# stepPattern: Step patterns for DTW In dtw: Dynamic Time Warping Algorithms

## Description

A `stepPattern` object lists the transitions allowed while searching for the minimum-distance path. DTW variants are implemented by passing one of the objects described in this page to the `stepPattern` argument of the `dtw` call.

## Usage

 ``` 1 2 3 4 5 6 7 8 9 10 11 12 13 14 15 16 17 18 19 20 21 22 23 24 25 26 27 28 29 30 31 32 33``` ```## Well-known step patterns symmetric1 symmetric2 asymmetric ## Step patterns classified according to Rabiner-Juang [Rabiner1993] rabinerJuangStepPattern(type,slope.weighting="d",smoothed=FALSE) ## Slope-constrained step patterns from Sakoe-Chiba [Sakoe1978] symmetricP0; asymmetricP0 symmetricP05; asymmetricP05 symmetricP1; asymmetricP1 symmetricP2; asymmetricP2 ## Step patterns classified according to Rabiner-Myers [Myers1980] typeIa; typeIb; typeIc; typeId; typeIas; typeIbs; typeIcs; typeIds; # smoothed typeIIa; typeIIb; typeIIc; typeIId; typeIIIc; typeIVc; ## Miscellaneous mori2006; rigid; ## S3 method for class 'stepPattern' print(x,...) ## S3 method for class 'stepPattern' plot(x,...) ## S3 method for class 'stepPattern' t(x) stepPattern(v,norm=NA) is.stepPattern(x) ```

## Arguments

 `x` a step pattern object `type` path specification, integer 1..7 (see [Rabiner1993], table 4.5) `slope.weighting` slope weighting rule: character `"a"` to `"d"` (see [Rabiner1993], sec. 4.7.2.5) `smoothed` logical, whether to use smoothing (see [Rabiner1993], fig. 4.44) `v` a vector defining the stepPattern structure `norm` normalization hint (character) `...` additional arguments to `print`.

## Details

A step pattern characterizes the matching model and slope constraint specific of a DTW variant. They also known as local- or slope-constraints, transition types, production or recursion rules [GiorginoJSS].

`print.stepPattern` prints an user-readable description of the recurrence equation defined by the given pattern.

`plot.stepPattern` graphically displays the step patterns productions which can lead to element (0,0). Weights are shown along the step leading to the corresponding element.

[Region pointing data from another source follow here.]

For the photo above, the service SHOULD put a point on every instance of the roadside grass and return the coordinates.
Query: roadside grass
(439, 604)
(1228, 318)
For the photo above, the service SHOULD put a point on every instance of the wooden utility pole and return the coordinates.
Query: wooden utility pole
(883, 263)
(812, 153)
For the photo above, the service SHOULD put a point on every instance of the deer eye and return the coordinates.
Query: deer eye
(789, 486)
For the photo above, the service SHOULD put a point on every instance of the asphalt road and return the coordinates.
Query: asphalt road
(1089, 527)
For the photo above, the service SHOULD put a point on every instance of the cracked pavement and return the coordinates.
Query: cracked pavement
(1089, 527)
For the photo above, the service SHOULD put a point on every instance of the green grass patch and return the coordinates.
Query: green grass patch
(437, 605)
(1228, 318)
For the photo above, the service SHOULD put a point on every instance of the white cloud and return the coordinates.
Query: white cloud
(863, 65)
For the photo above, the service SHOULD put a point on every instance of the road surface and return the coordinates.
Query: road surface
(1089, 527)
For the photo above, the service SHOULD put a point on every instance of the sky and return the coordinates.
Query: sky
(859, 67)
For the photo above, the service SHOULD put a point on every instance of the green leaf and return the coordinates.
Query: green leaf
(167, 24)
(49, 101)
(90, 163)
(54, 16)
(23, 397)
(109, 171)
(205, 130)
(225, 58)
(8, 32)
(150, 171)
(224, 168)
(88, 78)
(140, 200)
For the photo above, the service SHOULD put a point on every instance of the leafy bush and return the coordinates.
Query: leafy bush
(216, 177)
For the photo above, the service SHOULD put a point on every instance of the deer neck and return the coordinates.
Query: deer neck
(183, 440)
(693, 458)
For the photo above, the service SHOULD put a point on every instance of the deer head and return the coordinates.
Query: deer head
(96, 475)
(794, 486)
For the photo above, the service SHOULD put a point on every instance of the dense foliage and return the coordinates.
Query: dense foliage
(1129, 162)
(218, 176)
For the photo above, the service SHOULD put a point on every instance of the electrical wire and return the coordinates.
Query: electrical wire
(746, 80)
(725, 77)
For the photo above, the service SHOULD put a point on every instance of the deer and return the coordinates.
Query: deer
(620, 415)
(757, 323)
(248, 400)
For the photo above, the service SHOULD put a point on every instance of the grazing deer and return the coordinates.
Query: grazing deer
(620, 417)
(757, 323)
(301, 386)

`t.stepPattern` transposes the productions and normalization hint so that roles of query and reference become reversed.

A variety of classifications have been proposed for step patterns, including Sakoe-Chiba [Sakoe1978]; Rabiner-Juang [Rabiner1993]; and Rabiner-Myers [Myers1980]. The `dtw` package implements all of the transition types found in those papers, with the exception of Itakura's and Velichko-Zagoruyko's steps which require subtly different algorithms (this may be rectified in the future). Itakura recursion is almost, but not quite, equivalent to `typeIIIc`.

For convenience, we shall review pre-defined step patterns grouped by classification. Note that the same pattern may be listed under different names. Refer to paper [GiorginoJSS] for full details.

1. Well-known step patterns

These common transition types are used in quite a lot of implementations.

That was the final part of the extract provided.